Dejo atrás el castillo, bordeo la catedral y el palacio episcopal, bajo la pequeña cuesta y cruzo la Puerta de Olivares para observar una excelente panorámica del puente de piedra que aún no han terminado de restaurar. Contemplo las obras durante un buen rato, como hacen los pensionistas desocupados, y no pierdo de vista el rio que baja con las aguas revueltas.
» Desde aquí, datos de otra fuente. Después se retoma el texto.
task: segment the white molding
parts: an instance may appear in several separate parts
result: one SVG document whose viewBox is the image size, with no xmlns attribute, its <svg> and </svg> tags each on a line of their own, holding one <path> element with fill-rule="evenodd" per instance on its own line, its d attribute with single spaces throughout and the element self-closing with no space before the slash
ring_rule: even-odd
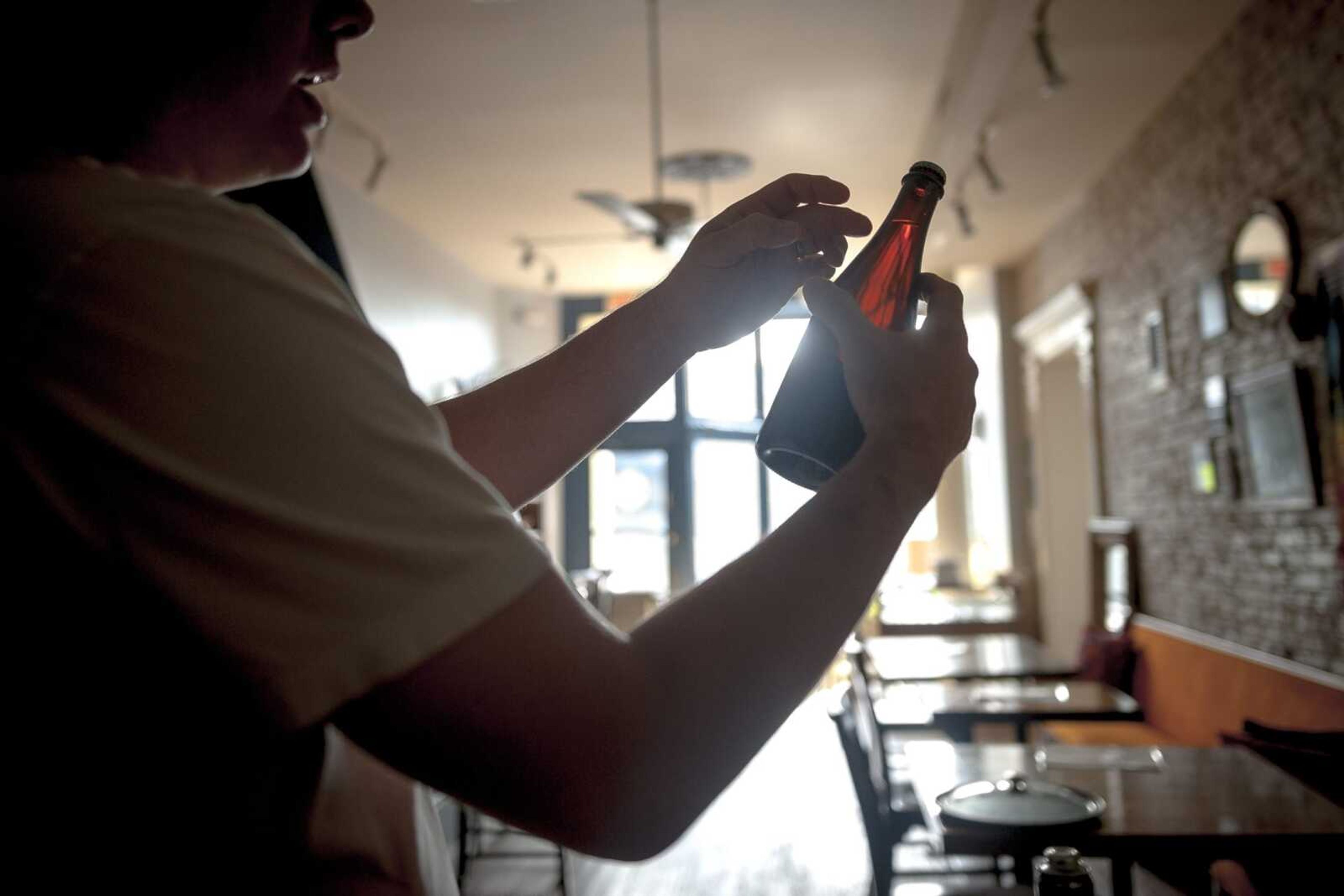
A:
<svg viewBox="0 0 1344 896">
<path fill-rule="evenodd" d="M 1136 625 L 1140 629 L 1160 631 L 1161 634 L 1171 635 L 1172 638 L 1177 638 L 1200 647 L 1218 650 L 1219 653 L 1226 653 L 1227 656 L 1236 657 L 1238 660 L 1255 662 L 1274 669 L 1275 672 L 1284 672 L 1298 678 L 1306 678 L 1308 681 L 1314 681 L 1316 684 L 1325 685 L 1327 688 L 1344 690 L 1344 676 L 1337 676 L 1333 672 L 1317 669 L 1304 662 L 1297 662 L 1296 660 L 1275 657 L 1273 653 L 1265 653 L 1263 650 L 1247 647 L 1236 643 L 1235 641 L 1227 641 L 1226 638 L 1219 638 L 1218 635 L 1196 631 L 1195 629 L 1187 629 L 1183 625 L 1168 622 L 1167 619 L 1159 619 L 1157 617 L 1150 617 L 1145 613 L 1136 613 L 1132 625 Z"/>
<path fill-rule="evenodd" d="M 1038 363 L 1054 360 L 1090 336 L 1091 296 L 1082 283 L 1070 283 L 1012 328 L 1013 339 Z"/>
</svg>

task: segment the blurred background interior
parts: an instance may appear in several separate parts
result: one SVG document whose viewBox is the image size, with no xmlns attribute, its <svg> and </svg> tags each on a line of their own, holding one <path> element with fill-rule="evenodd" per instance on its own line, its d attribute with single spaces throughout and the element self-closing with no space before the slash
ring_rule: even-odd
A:
<svg viewBox="0 0 1344 896">
<path fill-rule="evenodd" d="M 426 400 L 636 300 L 699 222 L 780 175 L 831 175 L 849 184 L 852 207 L 879 216 L 913 161 L 937 161 L 949 185 L 923 266 L 965 293 L 978 411 L 860 623 L 878 646 L 859 677 L 895 713 L 883 733 L 922 725 L 918 736 L 946 750 L 999 735 L 1212 748 L 1247 719 L 1344 728 L 1341 4 L 378 7 L 376 31 L 327 89 L 313 181 L 337 263 Z M 657 199 L 684 208 L 650 207 Z M 618 625 L 712 575 L 808 500 L 753 450 L 805 322 L 794 300 L 757 333 L 694 357 L 524 510 Z M 883 672 L 880 639 L 903 637 L 926 638 L 895 642 L 903 656 L 950 664 L 945 690 Z M 1097 674 L 1117 642 L 1128 674 Z M 1032 665 L 1024 647 L 1055 665 Z M 984 661 L 976 676 L 1023 688 L 1091 669 L 1140 705 L 1017 713 L 978 733 L 972 723 L 995 720 L 931 725 L 929 708 L 949 704 L 966 657 Z M 1251 672 L 1228 673 L 1234 662 Z M 855 654 L 835 681 L 863 665 Z M 1245 693 L 1227 684 L 1243 674 L 1254 680 Z M 1301 688 L 1301 712 L 1275 716 Z M 554 862 L 536 870 L 544 856 L 466 861 L 468 893 L 547 892 L 558 880 L 570 892 L 880 887 L 883 862 L 864 848 L 880 837 L 864 826 L 823 697 L 664 857 L 637 868 L 573 857 L 559 877 Z M 1200 700 L 1220 708 L 1192 708 Z M 915 719 L 898 719 L 898 704 Z M 1164 712 L 1207 719 L 1191 727 Z M 1051 724 L 1094 731 L 1051 735 Z M 481 833 L 488 819 L 470 813 L 445 818 L 468 856 L 505 836 Z M 915 822 L 938 833 L 918 811 Z M 972 865 L 937 837 L 911 842 L 896 849 L 892 892 L 969 881 Z M 930 854 L 942 876 L 902 876 L 902 861 Z"/>
</svg>

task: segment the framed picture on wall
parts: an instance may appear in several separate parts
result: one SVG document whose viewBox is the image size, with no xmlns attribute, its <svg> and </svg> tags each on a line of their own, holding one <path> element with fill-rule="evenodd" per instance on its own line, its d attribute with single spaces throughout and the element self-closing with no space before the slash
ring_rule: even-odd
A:
<svg viewBox="0 0 1344 896">
<path fill-rule="evenodd" d="M 1171 367 L 1167 357 L 1167 318 L 1160 306 L 1144 314 L 1144 347 L 1148 349 L 1149 388 L 1165 388 Z"/>
<path fill-rule="evenodd" d="M 1232 377 L 1228 384 L 1249 501 L 1285 508 L 1320 502 L 1313 427 L 1302 410 L 1310 407 L 1309 390 L 1310 380 L 1288 361 Z"/>
<path fill-rule="evenodd" d="M 1206 277 L 1195 286 L 1199 302 L 1199 334 L 1216 339 L 1227 332 L 1227 293 L 1218 277 Z"/>
</svg>

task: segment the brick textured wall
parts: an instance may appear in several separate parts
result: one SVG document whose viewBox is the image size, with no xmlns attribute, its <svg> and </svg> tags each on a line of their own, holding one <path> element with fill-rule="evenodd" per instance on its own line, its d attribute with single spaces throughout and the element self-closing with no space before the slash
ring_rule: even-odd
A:
<svg viewBox="0 0 1344 896">
<path fill-rule="evenodd" d="M 1231 641 L 1344 672 L 1344 584 L 1328 443 L 1327 505 L 1257 509 L 1230 492 L 1235 458 L 1215 441 L 1222 490 L 1195 494 L 1189 446 L 1207 438 L 1206 376 L 1292 359 L 1328 419 L 1322 341 L 1302 344 L 1230 309 L 1202 340 L 1198 282 L 1224 263 L 1257 199 L 1281 199 L 1304 249 L 1344 234 L 1344 3 L 1258 0 L 1145 125 L 1105 177 L 1019 269 L 1032 302 L 1074 281 L 1097 292 L 1105 489 L 1140 527 L 1144 609 Z M 1145 375 L 1142 317 L 1165 309 L 1171 383 Z M 1047 408 L 1048 411 L 1048 408 Z"/>
</svg>

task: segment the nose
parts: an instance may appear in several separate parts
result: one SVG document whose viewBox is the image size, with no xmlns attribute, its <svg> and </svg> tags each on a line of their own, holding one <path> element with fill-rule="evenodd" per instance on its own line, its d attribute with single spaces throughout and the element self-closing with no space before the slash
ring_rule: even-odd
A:
<svg viewBox="0 0 1344 896">
<path fill-rule="evenodd" d="M 331 0 L 324 30 L 337 40 L 358 40 L 374 28 L 374 9 L 364 0 Z"/>
</svg>

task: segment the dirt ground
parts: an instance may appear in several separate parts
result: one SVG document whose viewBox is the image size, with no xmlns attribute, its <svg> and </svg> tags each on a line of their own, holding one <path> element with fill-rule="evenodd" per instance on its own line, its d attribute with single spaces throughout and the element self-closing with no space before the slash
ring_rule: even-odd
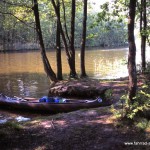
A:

Sobre la muralla, en este pequeño saliente que hace de observatorio, me gusta reflexionar mientras el viento despeja las malas ideas para dejar solo las más amables.
Reflexiono sobre la importancia de vivir en positivo, haciendo caso omiso a quienes perturban la cotidianidad con discordias e insidias, sin ver nunca el lado bueno; pienso en lo importante que es saber disfrutar de las pequeñas cosas de cada día, asumir siempre la parte grata y huir de aquellos que solo saben alterar o perjudicar, contagiando a los demás su zozobra.
Nadie duda de que tenemos motivos suficientes para estar en vilo o que nos pueda la desesperanza: nos gobiernan políticos ineficaces, somos testigos de guerras interminables, catástrofes cuyos efectos aún no se han paliado: terremoto de Lorca, volcán de La Palma, Dana de Valencia… a lo que se añade un día a día inestable, con un paro que no se soluciona, un grave problema de vivienda que afecta al futuro de los jóvenes y las personas vulnerables, una pobreza galopante que ya no pueden mitigar los bancos de alimentos… y un largo etc. Y si estos son tan solo algunos problemas de país, a nivel global, no podemos olvidar los nuestros propios, aquellos que afectan más directamente a nuestra ciudad o provincia, que no son pocos. Ayudar, hacer propuestas, hablar con las instituciones, criticar las cosas mal hechas, felicitar a quienes proponen buenas ideas, poner en valor sugerencias y proyectos… son tan solo algunos ejemplos de cómo podemos contribuir a nivel particular en favor de la comunidad.
No quiero que mis pensamientos adquieran una deriva que pueda alterarme, así que continúo mi camino cuesta abajo y bordeo el rio por una de sus orillas. Apenas hay gente en la calle, si acaso dos o tres personas que caminan sin prisa y se arriesgan a pillar un resfriado como estoy haciendo yo, pero el paseo merece la pena; me renueva, fortalece los sentidos y cuando llego a casa me acoge el confort de la calefacción y el abrigo de lo conocido, y me siento con el deleite de haber vivido un rato intenso, un paseo de esos que permiten luego un sosiego mental tan benéfico como la mejor medicina.